A formação de milícia privada consiste em constituir, organizar, integrar, manter ou financiar uma organização paramilitar, milícia particular, grupo ou esquadrão com a finalidade de praticar outros crimes.
Ao menos entre 2019 e 2023, os GCMs denunciados integraram milícia para cometimento de crimes, segundo o Ministério Público. De acordo com as testemunhas, os agentes atuavam junto de empresas de segurança legalizadas:
“Os serviços de segurança oferecidos aos clientes parecem ter como função principal a obtenção de pagamentos para que os estabelecimentos comerciais não sejam vítimas da própria criminalidade do grupo, como ocorreu nos dois furtos ora denunciados”, aponta trecho da denúncia.
O MP aponta também que testemunhas apresentaram elementos de prova que ligam o secretário Sandro Torres “a outros delitos, como corrupção passiva decorrente de recebimento de propina de traficantes”.
Embora a Justiça não tenha aceitado a denúncia por milícia, as investigações relativas a esses e outros crimes continuam.
“O Ministério Público continua investigando pessoas que formaram a verdadeira milícia particular dentro da GCM. Isso fez parte da investigação do Gaeco que apontou que o trabalho de segurança privada para o município era desvirtuado da função de segurança pública para que os membros da própria guarnição pudessem desviar o foco das câmeras para que crimes de furto pudessem ser praticados na comarca de Ribeirão Pires”, explicou o procurador Nadir Campos.
GCMs temem represálias
O g1 e a TV Globo ouviram duas pessoas que conhecem o funcionamento da guarda e decidiram denunciar a forma como a corporação vem sendo conduzida e liderada. Por medo de represálias, elas preferiram não se identificar.
De acordo com elas, parte da corporação é corrompida e age penas por interesse próprio, deixando a segurança da cidade em segundo plano.
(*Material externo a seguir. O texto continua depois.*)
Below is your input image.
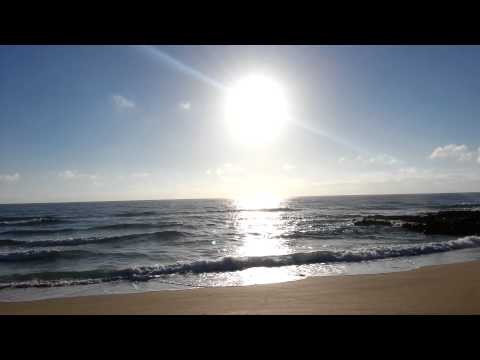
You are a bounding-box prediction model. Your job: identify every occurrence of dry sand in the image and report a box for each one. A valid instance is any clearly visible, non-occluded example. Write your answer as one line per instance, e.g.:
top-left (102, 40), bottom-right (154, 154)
top-left (1, 260), bottom-right (480, 315)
“Eles criam a dificuldade para vender a facilidade. De que forma? Seu comércio, sua residência é furtado e você faz o boletim de ocorrência. Sabendo disso, ele [Sandro], até porque participa dos crimes, vai até esse local oferece serviços [de segurança privada]. Você está fragilizado e acaba aceitando”, relatou uma das pessoas.
Para o procurador Nadir de Campos Júnior, essa é, de fato, uma das estratégias do grupo:
“Me parece bem claro isso. A tática era criar dificuldades para vender facilidades, ou seja, a população, atemorizada com esses crimes praticados […], precisa da prestação do serviço de segurança, e me parece que aumentava-se, inclusive, o valor para a prestação desses serviços”.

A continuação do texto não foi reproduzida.